You have to be efficient, because these biological materials can’t be in a microscope and bombarded with electrons for infinite amounts of time without them changing or being destroyed.

With a scanning electron microscope you see the outsides of things, with a transmission electron microscope you can see the inside of things. To make a TEM work, scientists cut the virus in some way — you need to be highly precise and highly technical and use very sophisticated equipment to section it. Then certain types of heavy metals stains are added to it, so that it has a kind of density for electrons. Like light, heavy metals on a biological material block electrons or transmit electrons, leading to white regions of your image or dark regions of your image, which then of course is captured with digital technology.

Then you have the image, which is black and white, so you have the artist come in to add color called false or pseudo-colorizing color. People expect to see things in color. When we see grayscale images, there is an immediate feeling that they are uncommon.

SO THIS IS A SUPERTECHNICAL PROCESS THAT RESULTS IN A DRAWING?

Yup! The microscope uses electrons, not light, and they can be super expensive; they have resolutions that are on the scale of nanostructure and are measured using Angstroms, super high-res instruments that can easily go to 100,000 times magnified. They look at things that are infinitely tiny, so tiny that you know on a light microscope if you were even able to detect one, that would be extraordinary.

If the EM images require further enlargement with clarity, there is now the need to make an illustration or a derivative piece based on what can be seen within the image. In the illustration, color and other elements of the drawing are somewhat speculative, because no one has actually seen the virus in color, the way that you’re seeing them illustrated. What we see is an interpretation of what we believe we saw in an image by a highly trained illustrator.

It's much different from illustrations in advertising. In advertising, an illustrator interprets a thing, and they try to make it look a certain way for sales or for emotional reasons. In science, you tell science facts, not science fiction, so the highly detailed illustrations are used to communicate information about what the actual virus really looks like.

WHAT IS THE TRAINING?

Professional education in imaging is not at the same scale as you might expect. You don’t go to school really to be an electron microscopist. You don’t go to school to be a light microscopist. It’s a tool used in science and different organizations have different access to different equipment. It's often just on-the-job training, OJT. At RIT, we have a photographic sciences degree program where light and scanning electron microscopy are possible class choices

So someone who is working on a master’s in biology might have access to an SEM or TEM or other cohorts in places called imaging centers. The highest number of scientists that are working probably don’t have any formal imaging training. Their craft is about science, and they use the microscope as a tool, like beakers.

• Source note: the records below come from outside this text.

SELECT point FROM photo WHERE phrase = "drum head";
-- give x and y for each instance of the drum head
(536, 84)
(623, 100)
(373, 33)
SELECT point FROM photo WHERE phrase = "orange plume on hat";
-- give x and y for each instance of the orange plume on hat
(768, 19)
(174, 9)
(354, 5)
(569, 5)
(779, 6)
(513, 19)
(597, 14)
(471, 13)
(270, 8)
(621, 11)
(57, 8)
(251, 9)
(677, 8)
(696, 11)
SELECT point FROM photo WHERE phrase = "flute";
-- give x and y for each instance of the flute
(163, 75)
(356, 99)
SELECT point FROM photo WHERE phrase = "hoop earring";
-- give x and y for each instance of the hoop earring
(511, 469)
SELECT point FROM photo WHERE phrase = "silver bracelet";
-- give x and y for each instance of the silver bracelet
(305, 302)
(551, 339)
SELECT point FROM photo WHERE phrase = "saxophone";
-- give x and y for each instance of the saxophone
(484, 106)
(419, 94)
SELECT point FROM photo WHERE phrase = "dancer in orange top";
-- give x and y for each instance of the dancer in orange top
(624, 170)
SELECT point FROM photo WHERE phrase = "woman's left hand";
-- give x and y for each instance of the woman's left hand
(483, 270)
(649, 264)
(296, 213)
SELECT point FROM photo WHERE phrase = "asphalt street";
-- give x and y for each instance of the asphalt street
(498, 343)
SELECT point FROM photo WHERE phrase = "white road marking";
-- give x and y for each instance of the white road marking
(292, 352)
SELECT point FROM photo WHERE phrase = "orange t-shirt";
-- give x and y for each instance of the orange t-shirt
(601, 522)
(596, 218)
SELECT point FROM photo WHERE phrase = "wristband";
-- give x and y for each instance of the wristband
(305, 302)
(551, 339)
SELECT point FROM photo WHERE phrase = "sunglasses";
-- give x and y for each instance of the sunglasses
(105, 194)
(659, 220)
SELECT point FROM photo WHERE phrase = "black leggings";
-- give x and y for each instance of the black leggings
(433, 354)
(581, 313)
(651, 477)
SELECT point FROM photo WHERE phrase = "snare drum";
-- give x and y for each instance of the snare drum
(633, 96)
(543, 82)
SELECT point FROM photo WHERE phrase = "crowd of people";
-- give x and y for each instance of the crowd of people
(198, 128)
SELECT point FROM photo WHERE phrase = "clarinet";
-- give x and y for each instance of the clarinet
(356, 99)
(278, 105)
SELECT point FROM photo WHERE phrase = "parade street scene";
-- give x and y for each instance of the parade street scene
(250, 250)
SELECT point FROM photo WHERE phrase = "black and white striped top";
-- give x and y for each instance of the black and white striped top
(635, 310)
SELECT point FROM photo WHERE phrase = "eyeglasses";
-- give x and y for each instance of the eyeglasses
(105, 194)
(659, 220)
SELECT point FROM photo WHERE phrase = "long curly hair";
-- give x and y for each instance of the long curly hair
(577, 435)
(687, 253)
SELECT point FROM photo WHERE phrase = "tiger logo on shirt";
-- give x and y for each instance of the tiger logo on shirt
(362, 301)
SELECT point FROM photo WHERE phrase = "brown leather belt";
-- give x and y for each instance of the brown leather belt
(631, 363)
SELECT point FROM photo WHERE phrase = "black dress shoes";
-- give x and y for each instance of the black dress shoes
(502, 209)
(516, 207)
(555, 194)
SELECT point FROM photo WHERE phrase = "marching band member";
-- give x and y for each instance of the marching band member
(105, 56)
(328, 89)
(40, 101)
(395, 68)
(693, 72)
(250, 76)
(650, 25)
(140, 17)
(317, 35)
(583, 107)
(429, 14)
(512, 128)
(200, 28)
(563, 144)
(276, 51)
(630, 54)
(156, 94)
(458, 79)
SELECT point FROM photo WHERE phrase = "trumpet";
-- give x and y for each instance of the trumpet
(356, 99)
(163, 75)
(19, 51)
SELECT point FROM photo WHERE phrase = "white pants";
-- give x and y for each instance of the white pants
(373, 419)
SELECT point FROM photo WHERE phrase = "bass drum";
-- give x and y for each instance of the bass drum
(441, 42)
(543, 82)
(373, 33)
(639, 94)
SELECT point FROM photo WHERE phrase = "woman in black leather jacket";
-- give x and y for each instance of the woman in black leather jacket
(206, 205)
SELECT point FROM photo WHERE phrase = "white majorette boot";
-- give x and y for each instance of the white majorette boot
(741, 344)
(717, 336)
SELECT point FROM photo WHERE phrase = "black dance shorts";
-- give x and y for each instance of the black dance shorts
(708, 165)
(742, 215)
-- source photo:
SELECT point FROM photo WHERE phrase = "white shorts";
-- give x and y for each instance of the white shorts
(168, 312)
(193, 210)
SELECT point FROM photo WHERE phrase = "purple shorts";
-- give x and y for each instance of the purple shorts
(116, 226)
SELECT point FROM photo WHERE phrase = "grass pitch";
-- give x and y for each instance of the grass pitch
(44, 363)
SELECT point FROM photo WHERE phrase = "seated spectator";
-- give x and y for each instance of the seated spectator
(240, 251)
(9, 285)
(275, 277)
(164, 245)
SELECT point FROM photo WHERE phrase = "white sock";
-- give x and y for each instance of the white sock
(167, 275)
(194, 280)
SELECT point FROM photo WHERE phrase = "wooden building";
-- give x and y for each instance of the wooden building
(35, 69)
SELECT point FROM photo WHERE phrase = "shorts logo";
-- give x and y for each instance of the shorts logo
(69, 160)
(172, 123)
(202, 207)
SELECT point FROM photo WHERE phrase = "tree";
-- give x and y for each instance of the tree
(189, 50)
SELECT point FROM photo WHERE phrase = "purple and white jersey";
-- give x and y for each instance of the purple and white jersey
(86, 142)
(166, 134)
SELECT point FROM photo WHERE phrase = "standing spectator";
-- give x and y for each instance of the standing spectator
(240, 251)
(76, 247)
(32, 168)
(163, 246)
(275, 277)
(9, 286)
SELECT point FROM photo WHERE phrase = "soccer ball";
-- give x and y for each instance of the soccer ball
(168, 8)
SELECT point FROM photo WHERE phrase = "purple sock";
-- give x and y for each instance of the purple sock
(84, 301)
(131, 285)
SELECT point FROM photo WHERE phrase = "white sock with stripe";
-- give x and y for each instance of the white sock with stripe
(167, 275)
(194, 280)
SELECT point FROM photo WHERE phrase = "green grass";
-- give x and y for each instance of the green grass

WHY IS IT IMPORTANT FOR SCIENTISTS TO SEE WHAT THE VIRUS LOOKS LIKE?

I think, like any process, where people are learning new things, visualized data helps people to analyze and then deduce. It's like trying to describe a color in words, describe blue in words. You can’t do it. Pictures help a scientist describe a procedure or a process or an organism in a way that words would be woefully inadequate alone

These illustrations can help improve and better the science around these organisms by having some type of visual, so that the next study or antibody test or experiment can be based on knowledge.

I think it’s easy to look for photos and take for granted that there is a picture for everything, that we accept that this isn’t reality. It's a rendering.